Babe Ruth was a great pitcher before he was a great hitter. Doesn’t it seem likely that one of the reasons he was a great hitter was because he had been a great pitcher?
Playing for the Boston Red Sox from 1915 to 1918, the Babe was probably the best left-handed pitcher in the American League. He won 78 games and lost only 40, racking up an E.R.A. of 2.28 for his entire pitching career. He was fabulous in clutch situations, setting a record that stood for decades by pitching 29 consecutive scoreless innings in World Series games.
By the 1919 season, though, the Babe was getting restless. He wanted to play every day. He thought he could make more of a contribution as a hitter and outfielder, and have more fun, too.
In the 1919 season, he split his time between pitching and the outfield, setting a new home run record with 29 shots out of the park, but also going 9-5 as a pitcher. That was enough to persuade the Babe. He wanted to play outfield full time and if that meant leaving Boston, then so be it. He campaigned to be traded, and the Red Sox accommodated him by selling his contract to the New York Yankees.
The rest is the stuff of legend. Blasting 54 homers in his first season with the Yanks and 59 in his second, Ruth transformed baseball. He inserted the power game into what had been predominantly a scrappy, singles-and-stolen-bases game.
But he also hit for high averages, finally retiring with a lifetime batting average of .342. He was an amazing hitter.
But I wonder if he didn’t have a terrific advantage as a hitter because he had been a star pitcher? A huge part of hitting is guessing what the pitcher is going to throw (fast ball? curve? slider?) and where he’s going to throw it (inside/outside? high/low?). As said by the man who broke the Babe’s career home run record, Henry Aaron, “Guessing what the pitcher is going to throw is eighty percent of being a successful hitter. The other twenty percent is just execution.”

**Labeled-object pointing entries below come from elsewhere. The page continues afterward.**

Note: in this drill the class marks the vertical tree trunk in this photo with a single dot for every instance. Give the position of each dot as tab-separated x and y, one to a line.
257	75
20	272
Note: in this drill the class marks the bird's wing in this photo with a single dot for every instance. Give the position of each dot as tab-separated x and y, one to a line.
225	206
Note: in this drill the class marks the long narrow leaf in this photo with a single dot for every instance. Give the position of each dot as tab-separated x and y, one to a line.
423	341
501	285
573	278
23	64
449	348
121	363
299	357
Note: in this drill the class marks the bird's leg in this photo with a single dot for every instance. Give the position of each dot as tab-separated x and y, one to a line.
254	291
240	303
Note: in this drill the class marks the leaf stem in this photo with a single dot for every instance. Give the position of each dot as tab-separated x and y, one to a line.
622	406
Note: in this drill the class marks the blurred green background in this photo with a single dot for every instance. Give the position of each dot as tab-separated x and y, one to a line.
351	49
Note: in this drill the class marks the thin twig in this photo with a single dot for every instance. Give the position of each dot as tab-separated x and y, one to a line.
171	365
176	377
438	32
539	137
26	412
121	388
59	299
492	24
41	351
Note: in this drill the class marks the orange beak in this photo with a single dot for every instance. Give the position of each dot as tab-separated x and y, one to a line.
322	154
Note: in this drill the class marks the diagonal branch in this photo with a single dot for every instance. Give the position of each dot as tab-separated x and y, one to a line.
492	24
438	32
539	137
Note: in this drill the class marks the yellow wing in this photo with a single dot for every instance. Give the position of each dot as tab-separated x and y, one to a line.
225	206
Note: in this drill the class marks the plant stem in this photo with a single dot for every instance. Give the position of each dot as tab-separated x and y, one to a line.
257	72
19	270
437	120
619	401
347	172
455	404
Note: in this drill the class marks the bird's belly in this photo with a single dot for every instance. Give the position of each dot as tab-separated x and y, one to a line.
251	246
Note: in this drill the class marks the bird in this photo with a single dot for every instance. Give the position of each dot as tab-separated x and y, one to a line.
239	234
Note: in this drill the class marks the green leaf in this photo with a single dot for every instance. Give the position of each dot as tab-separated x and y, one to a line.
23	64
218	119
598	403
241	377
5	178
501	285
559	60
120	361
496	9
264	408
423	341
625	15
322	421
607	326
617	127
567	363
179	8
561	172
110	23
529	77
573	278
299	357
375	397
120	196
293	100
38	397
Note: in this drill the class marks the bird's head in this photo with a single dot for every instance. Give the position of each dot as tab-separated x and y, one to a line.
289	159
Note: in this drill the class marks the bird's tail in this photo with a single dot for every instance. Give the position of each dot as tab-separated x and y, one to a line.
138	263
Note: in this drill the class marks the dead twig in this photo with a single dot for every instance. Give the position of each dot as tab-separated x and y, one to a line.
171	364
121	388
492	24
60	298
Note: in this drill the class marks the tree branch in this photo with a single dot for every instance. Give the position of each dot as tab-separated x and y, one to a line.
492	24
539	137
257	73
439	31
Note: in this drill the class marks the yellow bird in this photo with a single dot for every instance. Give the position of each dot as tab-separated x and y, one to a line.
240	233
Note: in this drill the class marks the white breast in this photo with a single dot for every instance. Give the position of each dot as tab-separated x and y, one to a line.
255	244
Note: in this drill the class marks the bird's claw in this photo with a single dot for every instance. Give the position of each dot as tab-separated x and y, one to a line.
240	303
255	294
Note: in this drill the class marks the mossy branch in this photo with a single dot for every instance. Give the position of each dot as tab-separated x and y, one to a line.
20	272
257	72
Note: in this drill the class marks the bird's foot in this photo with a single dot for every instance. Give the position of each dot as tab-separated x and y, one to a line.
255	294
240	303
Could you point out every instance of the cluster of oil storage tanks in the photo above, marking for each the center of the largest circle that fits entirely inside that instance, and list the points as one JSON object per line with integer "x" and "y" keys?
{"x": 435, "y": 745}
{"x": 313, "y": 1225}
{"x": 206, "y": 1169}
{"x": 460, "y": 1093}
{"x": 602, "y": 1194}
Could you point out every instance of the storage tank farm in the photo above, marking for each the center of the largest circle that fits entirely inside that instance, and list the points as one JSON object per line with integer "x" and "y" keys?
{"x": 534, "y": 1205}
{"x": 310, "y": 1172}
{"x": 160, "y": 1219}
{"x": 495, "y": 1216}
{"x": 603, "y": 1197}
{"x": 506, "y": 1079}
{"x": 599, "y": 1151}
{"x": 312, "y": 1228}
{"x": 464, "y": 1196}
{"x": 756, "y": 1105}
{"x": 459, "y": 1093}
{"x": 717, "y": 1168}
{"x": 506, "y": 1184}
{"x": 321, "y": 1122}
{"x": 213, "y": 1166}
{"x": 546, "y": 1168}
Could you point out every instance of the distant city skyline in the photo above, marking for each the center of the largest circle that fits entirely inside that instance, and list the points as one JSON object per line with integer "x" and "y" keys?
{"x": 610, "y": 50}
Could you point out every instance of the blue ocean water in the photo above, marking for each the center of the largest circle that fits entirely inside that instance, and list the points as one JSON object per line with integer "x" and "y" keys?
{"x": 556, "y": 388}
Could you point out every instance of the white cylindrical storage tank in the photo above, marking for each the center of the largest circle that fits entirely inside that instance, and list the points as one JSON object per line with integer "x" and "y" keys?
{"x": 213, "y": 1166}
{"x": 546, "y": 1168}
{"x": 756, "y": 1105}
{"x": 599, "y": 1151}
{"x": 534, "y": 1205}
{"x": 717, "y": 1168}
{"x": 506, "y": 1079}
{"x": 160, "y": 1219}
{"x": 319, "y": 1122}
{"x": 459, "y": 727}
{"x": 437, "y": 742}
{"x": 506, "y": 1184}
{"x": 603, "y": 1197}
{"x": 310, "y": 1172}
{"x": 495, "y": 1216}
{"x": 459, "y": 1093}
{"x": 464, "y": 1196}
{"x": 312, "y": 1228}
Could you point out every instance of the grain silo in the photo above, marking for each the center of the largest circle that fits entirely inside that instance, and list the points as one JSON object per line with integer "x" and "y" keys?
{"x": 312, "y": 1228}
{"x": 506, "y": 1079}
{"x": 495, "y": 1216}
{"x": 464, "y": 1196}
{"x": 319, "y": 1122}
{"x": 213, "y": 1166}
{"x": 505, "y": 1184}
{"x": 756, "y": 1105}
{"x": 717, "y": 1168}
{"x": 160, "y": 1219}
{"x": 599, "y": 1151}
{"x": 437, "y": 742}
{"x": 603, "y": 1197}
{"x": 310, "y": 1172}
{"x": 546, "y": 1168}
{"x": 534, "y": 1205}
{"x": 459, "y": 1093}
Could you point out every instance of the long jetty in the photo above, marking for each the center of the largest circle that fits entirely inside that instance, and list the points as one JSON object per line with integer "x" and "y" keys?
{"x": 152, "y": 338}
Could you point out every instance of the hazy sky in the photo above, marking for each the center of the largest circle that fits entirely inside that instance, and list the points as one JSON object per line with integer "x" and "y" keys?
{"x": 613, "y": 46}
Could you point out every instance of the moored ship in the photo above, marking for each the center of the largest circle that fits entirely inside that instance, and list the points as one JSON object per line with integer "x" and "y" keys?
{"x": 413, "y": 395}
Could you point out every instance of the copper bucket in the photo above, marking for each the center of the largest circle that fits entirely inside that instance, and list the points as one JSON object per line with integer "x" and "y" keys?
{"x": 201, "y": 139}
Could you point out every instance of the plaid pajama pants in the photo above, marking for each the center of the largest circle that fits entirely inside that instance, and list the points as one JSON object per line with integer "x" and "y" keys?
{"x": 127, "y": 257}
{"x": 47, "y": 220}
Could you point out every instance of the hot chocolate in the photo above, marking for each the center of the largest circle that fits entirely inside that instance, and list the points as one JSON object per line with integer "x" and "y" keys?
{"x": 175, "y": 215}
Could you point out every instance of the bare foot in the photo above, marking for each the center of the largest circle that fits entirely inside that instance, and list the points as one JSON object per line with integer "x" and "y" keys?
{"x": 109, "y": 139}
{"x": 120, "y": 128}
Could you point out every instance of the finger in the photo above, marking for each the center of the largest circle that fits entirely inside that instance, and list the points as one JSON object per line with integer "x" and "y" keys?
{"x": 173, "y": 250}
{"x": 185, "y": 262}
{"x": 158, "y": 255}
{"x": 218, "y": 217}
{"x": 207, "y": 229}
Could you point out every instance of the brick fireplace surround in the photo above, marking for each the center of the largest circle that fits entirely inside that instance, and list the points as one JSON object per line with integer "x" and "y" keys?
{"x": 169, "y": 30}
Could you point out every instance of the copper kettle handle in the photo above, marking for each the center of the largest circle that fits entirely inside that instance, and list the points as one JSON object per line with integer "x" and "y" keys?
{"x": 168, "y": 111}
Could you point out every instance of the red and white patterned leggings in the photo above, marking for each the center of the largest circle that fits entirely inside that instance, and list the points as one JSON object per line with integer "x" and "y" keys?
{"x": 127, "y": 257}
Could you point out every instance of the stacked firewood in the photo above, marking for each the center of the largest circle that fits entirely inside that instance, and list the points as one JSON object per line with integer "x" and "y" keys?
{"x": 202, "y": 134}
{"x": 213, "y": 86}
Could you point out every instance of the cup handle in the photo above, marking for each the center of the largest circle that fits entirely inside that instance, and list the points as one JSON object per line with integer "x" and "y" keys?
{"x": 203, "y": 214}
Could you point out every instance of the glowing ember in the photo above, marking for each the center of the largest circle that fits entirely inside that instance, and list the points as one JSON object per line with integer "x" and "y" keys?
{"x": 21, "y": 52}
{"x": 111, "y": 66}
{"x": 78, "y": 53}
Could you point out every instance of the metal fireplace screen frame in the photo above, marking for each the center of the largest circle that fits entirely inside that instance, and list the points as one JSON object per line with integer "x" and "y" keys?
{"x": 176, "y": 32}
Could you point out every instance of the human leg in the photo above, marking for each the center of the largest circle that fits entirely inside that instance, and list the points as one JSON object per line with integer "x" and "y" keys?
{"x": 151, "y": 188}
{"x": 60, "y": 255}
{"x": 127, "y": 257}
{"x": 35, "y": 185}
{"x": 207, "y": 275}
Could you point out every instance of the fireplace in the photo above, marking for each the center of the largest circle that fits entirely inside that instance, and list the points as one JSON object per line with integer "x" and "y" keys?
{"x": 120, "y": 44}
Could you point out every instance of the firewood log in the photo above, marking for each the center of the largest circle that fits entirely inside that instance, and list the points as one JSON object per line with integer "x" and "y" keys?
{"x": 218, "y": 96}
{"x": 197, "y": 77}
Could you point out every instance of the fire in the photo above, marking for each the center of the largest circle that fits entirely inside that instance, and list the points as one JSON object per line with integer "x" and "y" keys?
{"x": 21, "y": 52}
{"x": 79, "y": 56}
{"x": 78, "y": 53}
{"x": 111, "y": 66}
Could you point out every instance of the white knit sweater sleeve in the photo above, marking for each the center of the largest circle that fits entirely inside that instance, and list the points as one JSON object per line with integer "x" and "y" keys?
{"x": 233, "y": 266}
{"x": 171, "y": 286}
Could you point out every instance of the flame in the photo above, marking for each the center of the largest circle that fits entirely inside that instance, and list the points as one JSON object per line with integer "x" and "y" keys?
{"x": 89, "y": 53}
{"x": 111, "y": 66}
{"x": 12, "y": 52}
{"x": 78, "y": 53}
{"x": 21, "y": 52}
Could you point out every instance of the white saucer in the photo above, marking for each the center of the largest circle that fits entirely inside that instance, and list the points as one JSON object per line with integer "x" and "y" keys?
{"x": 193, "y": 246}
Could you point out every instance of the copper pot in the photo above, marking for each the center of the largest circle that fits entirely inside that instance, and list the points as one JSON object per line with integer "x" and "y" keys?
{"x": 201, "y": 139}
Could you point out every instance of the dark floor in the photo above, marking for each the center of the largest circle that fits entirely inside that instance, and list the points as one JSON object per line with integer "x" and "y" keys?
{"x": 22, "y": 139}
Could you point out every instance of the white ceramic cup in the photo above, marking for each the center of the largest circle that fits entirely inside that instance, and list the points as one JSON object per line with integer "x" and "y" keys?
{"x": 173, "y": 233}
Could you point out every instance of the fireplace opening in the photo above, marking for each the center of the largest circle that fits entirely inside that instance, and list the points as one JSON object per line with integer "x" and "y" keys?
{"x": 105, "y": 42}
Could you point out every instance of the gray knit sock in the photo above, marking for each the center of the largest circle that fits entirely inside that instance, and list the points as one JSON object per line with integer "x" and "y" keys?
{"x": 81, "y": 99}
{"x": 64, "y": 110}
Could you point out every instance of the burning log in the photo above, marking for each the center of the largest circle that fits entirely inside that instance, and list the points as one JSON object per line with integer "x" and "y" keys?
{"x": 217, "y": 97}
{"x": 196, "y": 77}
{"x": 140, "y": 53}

It stands to reason that someone who has been a pitcher at an elite level, as Babe Ruth was, will have special insight into a pitcher’s strategies. A hitter with that experience — a hitter like Ruth — has walked in the other guy’s moccasins. He should be able to read signs of fatigue, mental and physical. He should be able to suss out the individual pitcher’s reliance on certain pitches and pitch locations in critical moments.
It’s as though one of our generals in Afghanistan had spent five years fighting as part of a Taliban cell. Wouldn’t that provide a remarkable advantage in figuring out the other enemy’s tendencies and preferences?
I’ve read widely about Ruth without ever seeing a claim by the Babe that he consciously used his experience as a pitcher while he was up at bat. Nor have I seen any baseball analyst emphasize that experience in explaining Ruth’s extraordinary career as a hitter. But it makes sense to me.